Abstract

WhatShell-agent benchmark: containerised Linux tasks across scripting, sysadmin, debugging, data, security, DevOps.

WhoStanford and collaborators, 2024-2025 (project: terminal-bench.dev)

2026 TierFrontier 55-65% overall; tier 3 (hardest) still 25-35%.

Repositorygithub.com/laude-institute/terminal-bench

Section II.vi · Agent Benchmarks|Last verified April 2026

Terminal-Bench: Shell Agents on Containerised Linux Tasks

The cleanest shell-agent benchmark to emerge from the 2024-2025 cohort. Docker-isolated, three difficulty tiers, six task categories, programmatic success checking. The right headline for any agent that lives in a terminal: DevOps, SRE, coding agents in their non-IDE work, security-tooling agents.

What Terminal-Bench measures

Terminal-Bench, released by Stanford and collaborators across 2024 and 2025, evaluates language-model agents on real shell tasks inside Docker containers. Each task ships with an initial container state, a natural-language instruction, and a programmatic success function.

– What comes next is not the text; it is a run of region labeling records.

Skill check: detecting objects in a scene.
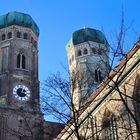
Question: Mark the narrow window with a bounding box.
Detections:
[72,55,74,62]
[98,70,102,82]
[95,70,98,82]
[92,48,96,54]
[0,115,7,140]
[78,50,82,56]
[69,59,71,65]
[23,33,28,39]
[22,55,25,69]
[8,32,12,39]
[17,32,21,38]
[98,49,102,55]
[17,54,21,68]
[17,54,26,69]
[31,37,34,43]
[84,48,88,54]
[2,34,5,40]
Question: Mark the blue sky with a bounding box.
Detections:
[0,0,140,82]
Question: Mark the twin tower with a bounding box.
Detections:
[66,28,109,108]
[0,12,109,140]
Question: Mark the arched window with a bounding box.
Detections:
[23,33,28,39]
[31,37,34,43]
[7,32,12,39]
[102,112,119,140]
[17,32,21,38]
[17,54,26,69]
[72,55,74,62]
[95,70,102,82]
[78,50,82,56]
[133,75,140,131]
[92,48,96,54]
[98,49,102,55]
[98,70,102,82]
[95,70,98,82]
[84,48,88,54]
[1,34,5,40]
[69,59,71,65]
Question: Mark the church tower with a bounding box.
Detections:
[66,28,109,108]
[0,12,42,140]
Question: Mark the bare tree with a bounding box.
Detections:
[42,16,140,140]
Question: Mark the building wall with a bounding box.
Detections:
[58,44,140,140]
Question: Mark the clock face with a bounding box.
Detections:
[13,85,30,101]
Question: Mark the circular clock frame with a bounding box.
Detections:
[13,85,31,101]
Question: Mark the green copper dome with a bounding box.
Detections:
[0,12,39,36]
[72,28,107,45]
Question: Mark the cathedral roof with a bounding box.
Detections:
[0,11,39,36]
[72,28,107,45]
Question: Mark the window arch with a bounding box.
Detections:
[1,34,6,40]
[102,112,119,140]
[98,49,102,55]
[23,33,28,39]
[95,70,98,82]
[83,48,88,54]
[98,70,102,82]
[92,48,96,54]
[78,50,82,56]
[17,53,26,69]
[7,32,12,39]
[133,75,140,130]
[17,32,21,38]
[95,69,102,82]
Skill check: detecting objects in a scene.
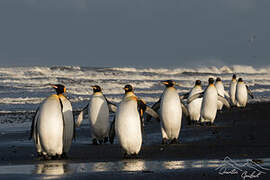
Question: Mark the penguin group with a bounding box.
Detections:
[30,74,254,159]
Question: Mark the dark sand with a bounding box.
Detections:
[0,103,270,179]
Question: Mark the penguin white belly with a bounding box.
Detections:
[201,86,217,123]
[115,100,142,155]
[88,95,110,140]
[60,96,74,153]
[160,88,182,139]
[188,98,203,121]
[236,83,248,107]
[187,87,202,121]
[37,95,63,156]
[230,81,237,105]
[216,83,225,110]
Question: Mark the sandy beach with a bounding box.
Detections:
[0,102,270,179]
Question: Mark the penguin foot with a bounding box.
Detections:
[124,152,138,159]
[51,154,62,160]
[61,152,68,159]
[161,138,168,144]
[92,139,98,145]
[170,138,179,144]
[103,137,109,144]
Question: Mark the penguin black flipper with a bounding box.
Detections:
[29,107,39,140]
[179,92,189,100]
[76,103,89,127]
[181,102,189,117]
[188,92,204,104]
[246,85,254,99]
[103,95,117,113]
[109,116,115,144]
[145,98,161,121]
[218,94,231,109]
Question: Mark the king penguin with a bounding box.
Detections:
[230,74,237,106]
[148,80,188,144]
[187,80,203,123]
[215,77,230,110]
[76,85,117,145]
[115,84,159,156]
[235,78,254,107]
[189,78,230,124]
[30,84,75,159]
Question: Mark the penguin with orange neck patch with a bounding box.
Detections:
[148,80,188,144]
[76,85,117,145]
[188,78,230,125]
[30,84,75,159]
[115,84,158,157]
[235,78,254,108]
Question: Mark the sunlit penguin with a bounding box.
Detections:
[189,78,230,124]
[76,85,117,145]
[115,85,158,156]
[187,80,203,122]
[236,78,254,107]
[215,77,230,110]
[30,84,75,159]
[148,80,188,144]
[230,74,237,106]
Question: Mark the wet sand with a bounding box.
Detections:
[0,103,270,179]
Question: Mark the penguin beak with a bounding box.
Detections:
[160,81,169,85]
[50,84,58,89]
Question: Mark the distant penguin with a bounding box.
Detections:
[230,74,237,106]
[76,85,117,145]
[115,85,158,156]
[215,77,230,110]
[30,84,75,159]
[187,80,203,122]
[148,80,188,144]
[189,78,230,124]
[236,78,254,107]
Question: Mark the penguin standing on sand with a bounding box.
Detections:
[215,77,230,110]
[76,85,117,145]
[230,74,237,106]
[189,78,230,124]
[235,78,254,107]
[187,80,203,123]
[148,80,188,144]
[30,84,75,159]
[115,85,158,156]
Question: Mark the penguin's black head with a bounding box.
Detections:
[51,84,66,95]
[124,84,134,93]
[161,80,176,87]
[238,78,243,82]
[195,80,202,86]
[91,85,101,93]
[208,78,215,84]
[216,77,221,82]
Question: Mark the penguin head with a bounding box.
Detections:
[91,85,101,93]
[195,80,202,86]
[51,84,66,95]
[208,78,215,85]
[161,80,176,87]
[238,78,243,82]
[124,84,134,93]
[216,77,221,82]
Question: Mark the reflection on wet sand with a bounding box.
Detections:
[34,162,70,175]
[0,158,270,176]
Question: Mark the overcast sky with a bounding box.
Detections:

The agent connects to the container via a shell harness, runs commands, reads output, and iterates until either reaching the goal or running out of its turn budget. Success is determined by checking the container's final state: files exist, services run, configuration is valid, expected outputs match.

What separates Terminal-Bench from earlier shell benchmarks (AgentBench OS, the OSWorld terminal subset) is breadth and freshness. The task corpus covers genuine system-administration work that previous benchmarks treated as out of scope: configuring services, managing packages, debugging cron jobs, hardening SSH configuration, troubleshooting log entries. The tasks are also recently written, which keeps the benchmark resistant to memorisation from older training data that included AgentBench-derived discussion.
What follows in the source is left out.